El deseo mueve el mundo y las estrellas. El deseo es energía pura, cohesiva, imantadora: lo que mantiene unido lo que tiene que estar unido, lo que separa lo que tiene que estar separado. El deseo es la ley secreta que funda y hace caer las civilizaciones. El deseo nunca miente, aunque nosotros nos digamos y digamos muchas mentiras en su nombre, porque ahí donde aparece aparece al mismo tiempo la vida, lo vivo. El deseo pone brillo en los ojos, hidrata la piel, tensa la espalda, hace saltar el corazón, tonifica los músculos, acelera el pensamiento. El deseo es un manantial de buenas ideas, de buenos sentimientos, de recetas para chuparse los dedos, de poemas que se fugan de las páginas, de montañas escaladas, de sueños realizados. El deseo anima, empuja, inspira, enciende.

El deseo es todo eso y mucho más: lo que le da sentido al sentido, lo que pone en hora los relojes (y es que todos vamos retrasados o adelantados en relación a lo que somos y, por eso, traicionamos la felicidad, que consiste en ser puntual, en estar disponible a la hora exacta en que toca estar disponible), la piedra de toque de la verdad. Y sin embargo, casi todo lo que hacemos va contra el deseo, lo que nos acaba convirtiendo en seres indeseables, en la parte deleznable o no usada del deseo. Si no deseamos o si deseamos mal (a quien no, cuando no, lo que no, para lo que no) el deseo deja, en justa correspondencia, de desearnos, nos aparta de su lado, nos niega el pan y la sal, ya no nos invita a su mesa.

Desear o no desear, esa es el problema. Desear para construir o desear para destruir. Desear, como hacen muchos que están presos de la institución de la pareja cuando se lleva mal, para aprisionar al otro, para apoderarnos de él, o desear para que la libertad siga siendo libre y el amor siga siendo amor. Desear con generosidad o desear para hacer más fuerte el arraigado egoísmo del mundo. Desear para sentir mejor, para ser mejor y para pensar mejor o desear para dejar de sentir, para dejar de ser y para dejar de pensar.

El deseo tiene hoy por hoy todas las de perder porque lo que ocupa el centro de nuestras existencias (la política, la economía, las mayúsculas, la sociedad, el mismo arte contemporáneo) conspira contra él, está contra él, no quiere tener nada que ver con él. El deseo sólo es consentido en forma de mercado, de entretenimiento, de refuerzo indirecto de los distintos contratos que firmamos por cualquier motivo (matrimoniales, por ejemplo) los unos con los otros: deseo domesticado, industrializado, esquirol, desnaturalizado, superficial, mudo, esclavo, deslucido, aséptico, sin capacidad para provocar cambios o emociones genuinos, sin ganas, mecanizado, sin alma, sin instintos.

Vivimos en la era del fin del deseo.
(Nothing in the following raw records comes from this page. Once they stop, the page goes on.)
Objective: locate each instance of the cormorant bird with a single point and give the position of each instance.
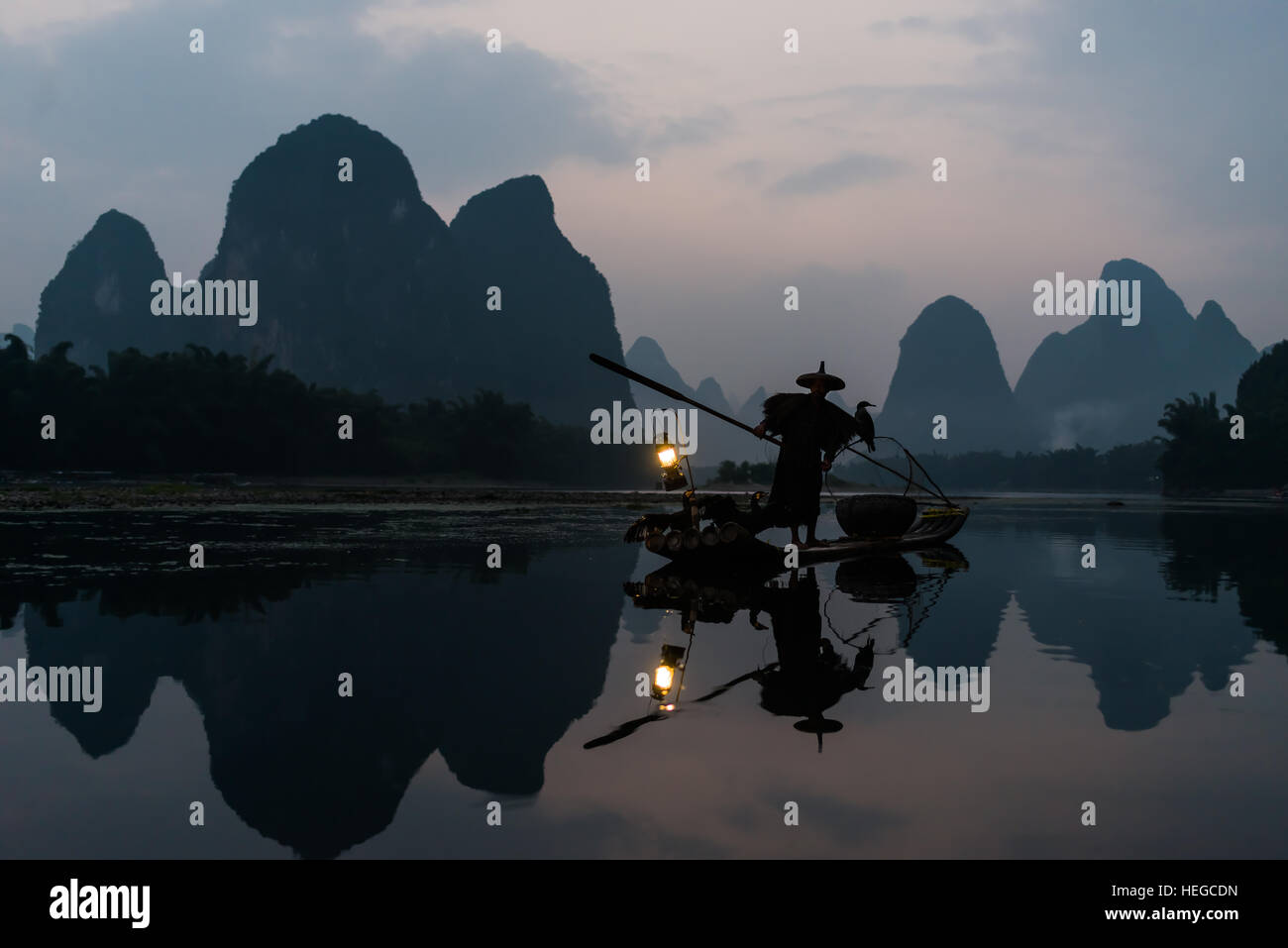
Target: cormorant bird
(867, 430)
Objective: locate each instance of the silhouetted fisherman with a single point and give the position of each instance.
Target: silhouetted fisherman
(812, 430)
(867, 430)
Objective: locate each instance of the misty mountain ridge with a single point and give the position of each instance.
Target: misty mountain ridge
(1102, 382)
(362, 285)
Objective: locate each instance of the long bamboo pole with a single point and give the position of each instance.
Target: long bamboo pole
(681, 397)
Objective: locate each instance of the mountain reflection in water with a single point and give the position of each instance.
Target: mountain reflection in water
(492, 669)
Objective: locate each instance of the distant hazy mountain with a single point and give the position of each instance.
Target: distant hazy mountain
(101, 299)
(555, 304)
(751, 412)
(359, 281)
(362, 285)
(1103, 382)
(709, 393)
(948, 365)
(717, 441)
(25, 333)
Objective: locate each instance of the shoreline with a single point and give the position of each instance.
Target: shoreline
(226, 492)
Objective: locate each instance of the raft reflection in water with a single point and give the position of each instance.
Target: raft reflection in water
(810, 674)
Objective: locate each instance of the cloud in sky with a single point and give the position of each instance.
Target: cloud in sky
(835, 175)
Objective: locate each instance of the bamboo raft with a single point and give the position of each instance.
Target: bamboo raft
(733, 548)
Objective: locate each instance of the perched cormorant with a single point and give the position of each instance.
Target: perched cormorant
(867, 430)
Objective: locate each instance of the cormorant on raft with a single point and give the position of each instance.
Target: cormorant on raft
(867, 430)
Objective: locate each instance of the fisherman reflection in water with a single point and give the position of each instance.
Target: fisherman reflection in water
(810, 675)
(812, 432)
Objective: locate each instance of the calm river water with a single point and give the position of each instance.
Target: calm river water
(477, 690)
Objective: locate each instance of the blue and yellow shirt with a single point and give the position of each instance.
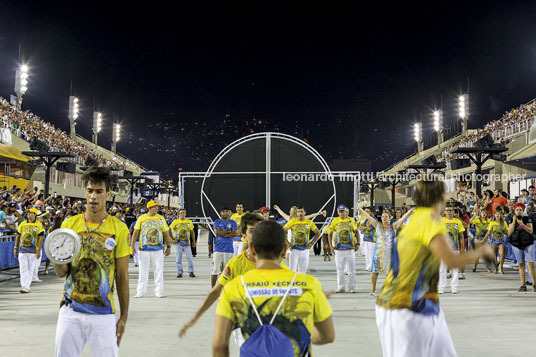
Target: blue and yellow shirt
(90, 283)
(412, 281)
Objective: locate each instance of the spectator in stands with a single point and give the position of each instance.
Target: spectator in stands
(498, 200)
(524, 252)
(530, 195)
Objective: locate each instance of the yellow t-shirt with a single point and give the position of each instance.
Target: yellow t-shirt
(238, 266)
(29, 236)
(368, 236)
(182, 229)
(238, 219)
(343, 233)
(300, 232)
(304, 305)
(412, 281)
(90, 282)
(497, 231)
(454, 227)
(481, 226)
(151, 230)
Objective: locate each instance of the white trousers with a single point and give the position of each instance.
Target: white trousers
(345, 263)
(404, 333)
(74, 329)
(135, 254)
(238, 247)
(146, 259)
(179, 249)
(368, 251)
(37, 264)
(299, 259)
(443, 277)
(26, 268)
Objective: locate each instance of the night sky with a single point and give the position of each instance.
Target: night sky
(351, 81)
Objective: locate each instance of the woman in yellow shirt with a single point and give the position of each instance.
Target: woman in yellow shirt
(408, 316)
(497, 234)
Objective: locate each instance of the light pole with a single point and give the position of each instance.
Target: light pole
(97, 126)
(438, 125)
(21, 83)
(463, 109)
(417, 132)
(74, 109)
(116, 136)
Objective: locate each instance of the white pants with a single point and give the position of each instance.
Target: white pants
(146, 259)
(26, 268)
(179, 249)
(37, 264)
(238, 247)
(443, 277)
(135, 254)
(219, 261)
(345, 263)
(74, 329)
(299, 259)
(368, 251)
(404, 333)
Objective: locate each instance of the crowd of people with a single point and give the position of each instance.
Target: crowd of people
(498, 129)
(261, 251)
(27, 125)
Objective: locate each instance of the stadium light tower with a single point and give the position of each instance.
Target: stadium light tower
(438, 125)
(116, 136)
(74, 109)
(463, 109)
(97, 126)
(21, 83)
(417, 132)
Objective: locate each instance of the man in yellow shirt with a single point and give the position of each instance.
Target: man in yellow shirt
(344, 241)
(237, 266)
(238, 245)
(305, 316)
(183, 230)
(87, 312)
(152, 230)
(300, 243)
(455, 233)
(30, 234)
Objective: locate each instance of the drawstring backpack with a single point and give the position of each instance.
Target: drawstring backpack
(267, 340)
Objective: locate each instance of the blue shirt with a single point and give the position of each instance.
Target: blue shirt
(223, 244)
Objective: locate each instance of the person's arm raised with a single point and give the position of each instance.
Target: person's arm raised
(281, 213)
(399, 223)
(372, 221)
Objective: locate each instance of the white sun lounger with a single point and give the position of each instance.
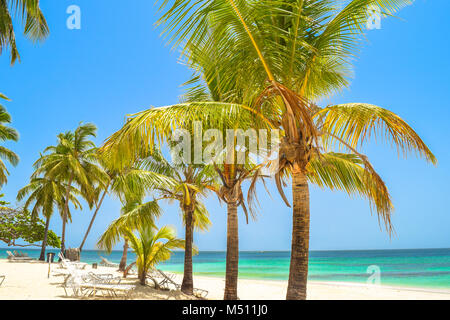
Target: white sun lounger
(65, 262)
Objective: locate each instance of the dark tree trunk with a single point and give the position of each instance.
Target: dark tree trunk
(232, 263)
(187, 286)
(142, 277)
(44, 241)
(92, 220)
(298, 272)
(123, 260)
Una hecatombe de la que apenas se habla porque parece menos urgente que el cambio climático, que la crisis de la deuda, que la posibilidad de que un meteorito destruya la Tierra. Aún hay espacios y personas que, en una especie de clandestinidad caótica pero repleta de buenas intenciones, se dedican a cuidar de este enfermo grave que es el deseo. Gracias a ellos quizás podamos albergar una cierta esperanza de que el deseo resurja de sus cenizas y nos ayude a fundar una nueva época donde él vuelva a ser el centro y no uno de sus márgenes menos visitados (aunque nos hayan hipnotizado para creer lo contrario). Ojalá.